The figures also illustrate how much the fledgling recovery depends on government support. Builders broke ground on fewer homes in part because of uncertainty in October about whether Congress would extend a tax credit for homebuyers. Earlier this month, lawmakers renewed the credit and extended it to more buyers.

Even with government aid, the weakness of the housing sector is dragging on the recovery.

"It will take a while before residential construction begins to contribute meaningfully to growth," Jennifer Lee, an economist at BMO Capital Markets, wrote in a research note.

Construction has been weakened as foreclosures have flooded the housing market with bargain-priced properties that sometimes sell for cheaper than builders' costs. The number of homes under construction last month fell 3.4 percent to 560,000, the lowest on records dating to 1970.

In Northern Nevada, people are buying homes, but many of them are bank owned, said Mike Dillon, the executive director of the Builders Association of Northern Nevada.

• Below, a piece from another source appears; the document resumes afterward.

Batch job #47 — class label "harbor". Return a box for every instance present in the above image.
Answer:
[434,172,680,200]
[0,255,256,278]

"Until we as a community get through the inventory in that market, you're not going to see tremendous growth in new construction," Dillon said.

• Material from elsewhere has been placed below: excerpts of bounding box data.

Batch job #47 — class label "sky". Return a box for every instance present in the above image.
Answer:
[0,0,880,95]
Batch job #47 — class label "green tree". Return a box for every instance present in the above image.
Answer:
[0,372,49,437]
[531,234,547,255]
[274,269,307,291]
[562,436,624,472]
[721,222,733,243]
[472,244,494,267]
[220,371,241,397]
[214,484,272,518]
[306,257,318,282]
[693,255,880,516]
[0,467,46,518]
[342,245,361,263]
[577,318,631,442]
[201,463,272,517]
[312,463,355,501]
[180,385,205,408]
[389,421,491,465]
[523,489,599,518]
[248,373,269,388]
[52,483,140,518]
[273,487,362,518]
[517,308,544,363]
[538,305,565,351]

Mike Allen of Valley Reality and Management in Carson City said many of the homes he's brokered this year are short sales, but that also means the housing inventory is dropping.

"I think by next spring we'll see a little bit of a difference," he said, noting the home buyer tax credit is making a difference among his clients.

Buyers who have owned their current homes for at least five years are now eligible for tax credits of up to $6,500, while first-time homebuyers would still get up to $8,000. To qualify, buyers have to sign a purchase agreement by April 30.

Wednesday's report on home construction said building of homes and apartments fell 10.6 percent in October to a seasonally adjusted annual rate of 529,000, from an upwardly revised 592,000 in September. Economists polled by Thomson Reuters had expected a pace of 600,000.

Applications for building permits, a gauge of future activity, fell 4 percent to an annual rate of 552,000 units. That was the lowest since May and missed analysts' expectations of 580,000. But permits for single-family homes fell only 0.2 percent.